米、ロシアへのハイテク禁輸を発動

 一方、米国は2月24日、日本や欧州連合(EU)などと協調し、ロシアへのハイテク製品の輸出規制を発動した。半導体や通信部品、センサーなどの特定の製品の輸出規制を強化するもので、域外適用となる。

 つまり米国製のデバイスや、ソフトウエア、設計などを採用して米国外で製造された製品も禁輸対象となる。これは米政府が20年9月に中国のスマホメーカー華為技術(ファーウェイ)に適用した規制モデルを転用したものだと、ウォール・ストリート・ジャーナルは報じている。

 ハイテク製品のサプライチェーン(供給網)には米国の機器やソフトウエアが広く存在するため、世界中の多くの企業が華為に製品を販売できなくなった。これにより、スマホ用の高性能半導体や設計技術、ソフトウエア、製造装置などの調達が困難になり、華為のスマホ事業は失速した。

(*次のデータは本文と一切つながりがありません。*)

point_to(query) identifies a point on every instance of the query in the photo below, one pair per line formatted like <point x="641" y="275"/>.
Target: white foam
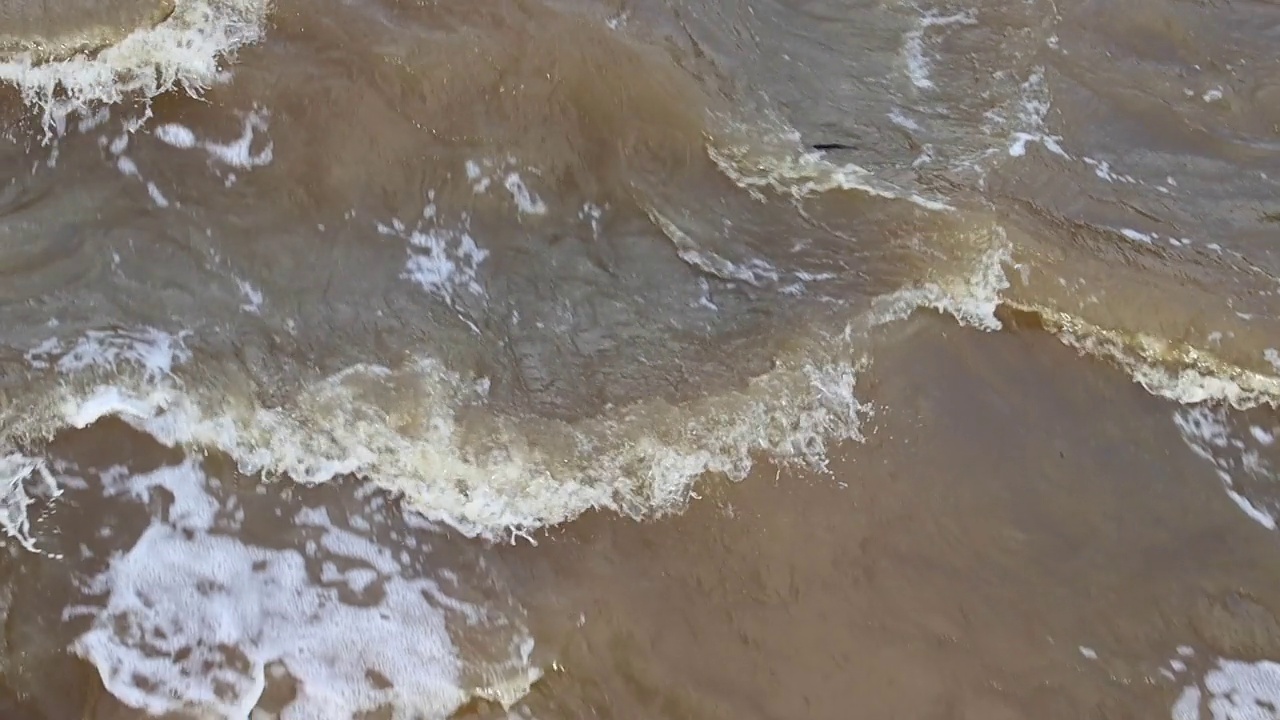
<point x="237" y="153"/>
<point x="968" y="294"/>
<point x="22" y="481"/>
<point x="1028" y="123"/>
<point x="526" y="201"/>
<point x="184" y="51"/>
<point x="151" y="350"/>
<point x="1232" y="689"/>
<point x="191" y="618"/>
<point x="484" y="173"/>
<point x="1208" y="432"/>
<point x="444" y="261"/>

 華為は、20年4~6月期に世界スマホ出荷台数で初めて1位になったが、この輸出規制が響き、同年7~9月期に2位に後退。21年には5位圏外に転落した。これについて英フィナンシャル・タイムズは、「華為は、かつて重要な柱であったスマホ事業から離れ、ビジネスの再構築を余儀なくされている」と報じている。

  ウォール・ストリート・ジャーナルは専門家の話として「西側の輸出規制を軽視する中国のテクノロジー企業は、それらの国から罰せられるリスクがある」と報じている。香港の調査会社ギャブカル・ドラゴノミクスのアナリストは、「ほとんどの中国企業にとって、ロシアは市場が小さすぎて、先進国市場から締め出されたり、制裁を受けたりするリスクに見合うだけの価値はない」と指摘する。